Dive Brief:
- The U.S. Equal Employment Opportunity Commission (EEOC) filed 66 harassment lawsuits so far this year, according to preliminary data from the agency, including 41 suits specifically alleging sexual harassment. That amounts to a more than 50% year-over-year increase in sexual harassment-specific suits compared to fiscal year 2017 figures, EEOC said.
- Additionally, sexual harassment charges filed with EEOC increased by more than 12% year-over-year, with reasonable cause findings and successful conciliations also up from 2017 totals. The agency recovered $70 million total for employees alleging sexual harassment, up from $47.5 million last year.
- Additionally, the number of hits to the agency's sexual harassment webpage also more than doubled in the past year.
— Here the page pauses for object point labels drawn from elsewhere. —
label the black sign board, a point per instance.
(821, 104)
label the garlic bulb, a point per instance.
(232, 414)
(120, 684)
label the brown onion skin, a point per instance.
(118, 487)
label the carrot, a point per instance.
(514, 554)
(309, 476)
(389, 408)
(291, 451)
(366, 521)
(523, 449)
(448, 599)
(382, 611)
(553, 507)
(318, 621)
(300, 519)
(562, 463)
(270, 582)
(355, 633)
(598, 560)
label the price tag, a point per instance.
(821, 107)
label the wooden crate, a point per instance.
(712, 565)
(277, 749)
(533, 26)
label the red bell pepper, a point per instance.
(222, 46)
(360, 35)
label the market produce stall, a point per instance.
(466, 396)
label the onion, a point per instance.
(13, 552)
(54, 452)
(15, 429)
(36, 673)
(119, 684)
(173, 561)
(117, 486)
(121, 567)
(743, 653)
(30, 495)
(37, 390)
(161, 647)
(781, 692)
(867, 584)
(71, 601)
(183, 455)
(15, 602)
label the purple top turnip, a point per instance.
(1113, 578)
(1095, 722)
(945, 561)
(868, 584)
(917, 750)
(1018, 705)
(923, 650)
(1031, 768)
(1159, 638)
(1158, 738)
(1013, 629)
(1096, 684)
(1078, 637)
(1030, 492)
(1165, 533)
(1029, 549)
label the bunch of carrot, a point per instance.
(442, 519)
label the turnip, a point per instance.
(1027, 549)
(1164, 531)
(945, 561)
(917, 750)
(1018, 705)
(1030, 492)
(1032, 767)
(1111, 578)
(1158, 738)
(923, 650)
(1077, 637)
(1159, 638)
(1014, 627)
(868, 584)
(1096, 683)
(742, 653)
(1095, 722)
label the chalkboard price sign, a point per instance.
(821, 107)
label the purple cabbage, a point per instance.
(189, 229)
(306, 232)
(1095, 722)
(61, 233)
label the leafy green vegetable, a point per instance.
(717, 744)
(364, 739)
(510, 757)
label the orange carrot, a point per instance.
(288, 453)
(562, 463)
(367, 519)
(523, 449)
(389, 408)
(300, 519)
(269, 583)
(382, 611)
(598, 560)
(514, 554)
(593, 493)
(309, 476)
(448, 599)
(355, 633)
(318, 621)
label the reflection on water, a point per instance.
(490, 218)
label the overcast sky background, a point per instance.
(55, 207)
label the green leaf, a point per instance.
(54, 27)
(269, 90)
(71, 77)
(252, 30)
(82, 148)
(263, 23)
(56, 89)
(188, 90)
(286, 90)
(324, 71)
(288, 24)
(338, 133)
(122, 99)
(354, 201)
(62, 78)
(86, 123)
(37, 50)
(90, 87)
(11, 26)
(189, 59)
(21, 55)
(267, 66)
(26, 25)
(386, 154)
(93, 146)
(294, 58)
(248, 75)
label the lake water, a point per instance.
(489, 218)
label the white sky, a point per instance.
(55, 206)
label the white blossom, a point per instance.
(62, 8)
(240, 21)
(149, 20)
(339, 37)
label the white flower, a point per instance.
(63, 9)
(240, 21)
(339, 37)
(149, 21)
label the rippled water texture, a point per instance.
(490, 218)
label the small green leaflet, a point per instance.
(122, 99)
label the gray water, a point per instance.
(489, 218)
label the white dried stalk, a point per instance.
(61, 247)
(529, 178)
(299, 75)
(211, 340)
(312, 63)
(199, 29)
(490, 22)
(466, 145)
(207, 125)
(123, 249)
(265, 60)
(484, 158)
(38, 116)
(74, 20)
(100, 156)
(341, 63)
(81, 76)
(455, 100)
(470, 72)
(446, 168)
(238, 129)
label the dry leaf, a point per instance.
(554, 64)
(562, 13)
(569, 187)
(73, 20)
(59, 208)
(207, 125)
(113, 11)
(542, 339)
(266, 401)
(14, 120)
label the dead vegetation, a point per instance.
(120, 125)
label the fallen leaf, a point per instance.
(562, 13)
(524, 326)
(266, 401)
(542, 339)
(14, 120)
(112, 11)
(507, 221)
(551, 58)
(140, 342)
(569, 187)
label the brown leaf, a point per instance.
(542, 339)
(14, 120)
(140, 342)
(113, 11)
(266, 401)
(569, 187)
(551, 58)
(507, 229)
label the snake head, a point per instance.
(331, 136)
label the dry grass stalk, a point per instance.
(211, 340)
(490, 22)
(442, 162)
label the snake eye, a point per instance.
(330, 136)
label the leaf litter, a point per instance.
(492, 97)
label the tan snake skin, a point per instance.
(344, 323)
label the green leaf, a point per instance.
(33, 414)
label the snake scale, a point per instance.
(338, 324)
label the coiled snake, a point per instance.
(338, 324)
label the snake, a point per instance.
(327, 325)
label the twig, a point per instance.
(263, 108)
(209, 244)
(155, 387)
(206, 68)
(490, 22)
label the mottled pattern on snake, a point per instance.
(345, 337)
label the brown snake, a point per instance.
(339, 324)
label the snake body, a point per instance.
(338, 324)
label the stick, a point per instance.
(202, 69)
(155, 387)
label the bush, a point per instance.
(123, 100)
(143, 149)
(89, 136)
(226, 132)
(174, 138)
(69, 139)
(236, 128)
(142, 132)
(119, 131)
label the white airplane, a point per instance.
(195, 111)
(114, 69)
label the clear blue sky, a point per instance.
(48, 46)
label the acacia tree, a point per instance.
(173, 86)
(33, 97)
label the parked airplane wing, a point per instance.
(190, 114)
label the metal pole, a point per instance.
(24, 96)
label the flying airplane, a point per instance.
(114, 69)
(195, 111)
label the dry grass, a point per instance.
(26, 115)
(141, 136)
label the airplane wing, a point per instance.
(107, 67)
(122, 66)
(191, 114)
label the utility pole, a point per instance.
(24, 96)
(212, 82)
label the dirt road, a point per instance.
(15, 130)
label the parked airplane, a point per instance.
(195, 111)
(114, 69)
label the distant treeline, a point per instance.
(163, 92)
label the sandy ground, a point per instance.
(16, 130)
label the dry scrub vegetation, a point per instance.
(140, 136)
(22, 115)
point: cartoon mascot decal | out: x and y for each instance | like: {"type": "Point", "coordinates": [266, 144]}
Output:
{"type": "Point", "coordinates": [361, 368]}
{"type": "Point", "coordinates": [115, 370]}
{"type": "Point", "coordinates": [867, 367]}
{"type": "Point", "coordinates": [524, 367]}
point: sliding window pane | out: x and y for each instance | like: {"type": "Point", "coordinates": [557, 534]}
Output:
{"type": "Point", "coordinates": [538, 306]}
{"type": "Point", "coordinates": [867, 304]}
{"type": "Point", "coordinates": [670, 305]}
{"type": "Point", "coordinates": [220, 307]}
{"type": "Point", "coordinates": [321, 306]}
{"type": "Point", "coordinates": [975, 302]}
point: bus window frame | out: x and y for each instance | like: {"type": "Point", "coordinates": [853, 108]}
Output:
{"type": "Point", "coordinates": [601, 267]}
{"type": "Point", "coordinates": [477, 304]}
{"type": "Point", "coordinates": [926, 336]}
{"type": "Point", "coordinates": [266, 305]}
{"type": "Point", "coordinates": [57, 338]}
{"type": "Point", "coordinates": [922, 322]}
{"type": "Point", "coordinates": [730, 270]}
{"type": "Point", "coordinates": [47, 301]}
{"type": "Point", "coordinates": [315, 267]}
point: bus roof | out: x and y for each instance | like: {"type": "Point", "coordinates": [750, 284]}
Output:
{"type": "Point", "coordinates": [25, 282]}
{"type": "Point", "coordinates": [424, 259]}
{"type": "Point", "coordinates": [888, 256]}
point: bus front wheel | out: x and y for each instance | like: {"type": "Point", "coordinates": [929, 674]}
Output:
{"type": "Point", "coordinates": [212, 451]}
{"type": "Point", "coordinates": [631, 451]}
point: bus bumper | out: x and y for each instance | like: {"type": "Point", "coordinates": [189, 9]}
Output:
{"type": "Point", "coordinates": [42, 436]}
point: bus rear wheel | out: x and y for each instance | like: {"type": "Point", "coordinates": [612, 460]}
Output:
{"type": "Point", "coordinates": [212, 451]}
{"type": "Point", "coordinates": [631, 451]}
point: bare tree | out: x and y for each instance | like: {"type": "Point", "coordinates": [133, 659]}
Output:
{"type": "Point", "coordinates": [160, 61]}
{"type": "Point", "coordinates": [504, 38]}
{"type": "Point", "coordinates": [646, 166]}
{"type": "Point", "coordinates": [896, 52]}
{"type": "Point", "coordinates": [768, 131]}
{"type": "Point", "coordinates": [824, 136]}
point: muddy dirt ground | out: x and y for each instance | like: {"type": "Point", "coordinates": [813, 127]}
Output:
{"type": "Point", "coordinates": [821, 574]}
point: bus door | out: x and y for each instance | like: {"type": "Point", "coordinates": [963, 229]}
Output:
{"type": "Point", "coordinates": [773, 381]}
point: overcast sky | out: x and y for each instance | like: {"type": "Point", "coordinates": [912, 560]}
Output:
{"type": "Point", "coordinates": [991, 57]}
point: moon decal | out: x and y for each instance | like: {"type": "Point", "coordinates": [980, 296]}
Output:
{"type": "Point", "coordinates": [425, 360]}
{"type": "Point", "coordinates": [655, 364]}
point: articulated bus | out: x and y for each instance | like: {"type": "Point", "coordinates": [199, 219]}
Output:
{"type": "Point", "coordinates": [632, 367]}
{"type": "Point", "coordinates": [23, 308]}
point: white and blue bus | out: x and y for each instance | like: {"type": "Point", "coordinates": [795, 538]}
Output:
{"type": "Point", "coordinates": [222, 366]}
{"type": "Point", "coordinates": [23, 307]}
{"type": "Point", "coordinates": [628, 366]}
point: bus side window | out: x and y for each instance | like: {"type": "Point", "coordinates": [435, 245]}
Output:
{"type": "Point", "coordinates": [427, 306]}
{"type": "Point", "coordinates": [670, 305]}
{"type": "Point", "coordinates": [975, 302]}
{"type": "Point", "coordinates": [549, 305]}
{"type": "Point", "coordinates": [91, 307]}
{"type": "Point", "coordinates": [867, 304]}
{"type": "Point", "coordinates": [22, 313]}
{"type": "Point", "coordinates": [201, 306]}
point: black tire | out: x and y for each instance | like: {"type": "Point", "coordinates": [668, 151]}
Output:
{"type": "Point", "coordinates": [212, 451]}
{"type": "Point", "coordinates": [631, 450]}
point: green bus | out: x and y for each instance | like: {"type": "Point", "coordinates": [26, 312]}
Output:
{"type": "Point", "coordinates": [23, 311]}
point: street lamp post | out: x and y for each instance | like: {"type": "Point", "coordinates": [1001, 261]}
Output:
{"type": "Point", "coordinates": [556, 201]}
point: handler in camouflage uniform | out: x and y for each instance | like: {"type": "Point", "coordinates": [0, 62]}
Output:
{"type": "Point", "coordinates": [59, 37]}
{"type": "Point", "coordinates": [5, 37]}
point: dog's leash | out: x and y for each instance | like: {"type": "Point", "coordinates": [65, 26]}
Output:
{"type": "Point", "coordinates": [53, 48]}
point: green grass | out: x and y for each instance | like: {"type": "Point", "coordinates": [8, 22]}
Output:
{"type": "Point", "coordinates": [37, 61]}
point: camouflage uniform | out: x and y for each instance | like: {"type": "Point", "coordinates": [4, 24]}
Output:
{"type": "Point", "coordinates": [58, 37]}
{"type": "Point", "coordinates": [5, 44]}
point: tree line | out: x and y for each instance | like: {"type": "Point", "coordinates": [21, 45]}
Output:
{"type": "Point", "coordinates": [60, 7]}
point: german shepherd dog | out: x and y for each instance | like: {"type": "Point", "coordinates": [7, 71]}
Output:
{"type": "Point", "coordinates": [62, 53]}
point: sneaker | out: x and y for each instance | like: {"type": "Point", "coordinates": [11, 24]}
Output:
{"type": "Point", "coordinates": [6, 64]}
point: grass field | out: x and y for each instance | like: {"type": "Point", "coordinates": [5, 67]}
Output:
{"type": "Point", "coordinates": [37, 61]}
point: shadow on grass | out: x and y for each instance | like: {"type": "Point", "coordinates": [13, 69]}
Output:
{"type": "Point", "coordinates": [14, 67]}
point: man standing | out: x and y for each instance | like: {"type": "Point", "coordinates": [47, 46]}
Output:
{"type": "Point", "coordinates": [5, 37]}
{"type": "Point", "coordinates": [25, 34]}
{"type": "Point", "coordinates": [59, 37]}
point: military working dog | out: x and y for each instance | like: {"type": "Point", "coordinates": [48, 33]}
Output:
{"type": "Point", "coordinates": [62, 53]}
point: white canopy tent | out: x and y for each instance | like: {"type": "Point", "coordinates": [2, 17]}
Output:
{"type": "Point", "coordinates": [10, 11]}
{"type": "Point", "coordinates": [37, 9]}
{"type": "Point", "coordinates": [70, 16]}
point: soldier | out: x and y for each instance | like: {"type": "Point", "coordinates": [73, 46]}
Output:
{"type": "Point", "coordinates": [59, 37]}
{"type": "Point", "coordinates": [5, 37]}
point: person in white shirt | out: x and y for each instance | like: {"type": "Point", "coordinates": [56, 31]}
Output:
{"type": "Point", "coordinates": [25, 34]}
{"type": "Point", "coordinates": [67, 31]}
EEOC said it conducted more than 1,000 outreach events for more than 115,000 individuals and employers on the topic of harassment alone.
Dive Insight:
HR executives may not be exactly surprised to see numbers this drastic, but EEOC's preliminary figures do help put a full year of the #MeToo movement — which has swept through workplaces, schools, social media and just about every public space one can think of — into perspective.
For Barry Hartstein, attorney and co-chair of Littler Mendelson's EEO & diversity practice, the report signals two things: 1) employees are "more emboldened" in the current climate to report harassment, and are looking to the EEOC as a result; and 2) the EEOC's emphasis on sexual harassment litigation has only continued, shortly after a public commitment by the agency to do so last summer.
"Based on its recent actions, aside from the EEOC's June 2016 Task Force Report on the Study of Harassment, which preceded the flurry of events involving Harvey Weinstein and others, the EEOC has continued to stay ahead of the curve in addressing harassment in the workplace," Hartstein said in a statement emailed to HR Dive.
Earlier this year, EEOC officials indicated that the commission hadn't seen a spike in complaints. It was at a hearing in June that commissioners Chai Feldblum and Victoria Lipnic said that, anecdotally, internal company complaints had risen instead. An analysis of EEOC filings by attorneys at Seyfarth Shaw showed that a ramp-up in EEOC court filings occurred in the summer months of June, July and August, which saw 63 cases filed. It filed another 84 lawsuits in September alone. The same analysis showed Title VII claims were the largest category of 2018 EEOC filings at 55%, with sex-based discrimination accounting for 74% of those Title VII filings.
This may be an indication, Epstein Becker Green attorney David Garland previously wrote for HR Dive, that employers should be aware of the increased likelihood of sex-based discrimination and sexual harassment charges in the current climate. Employers may need to take stock of all aspects of their internal process for dealing with harassment, including reporting, handbook composition and investigatory measures.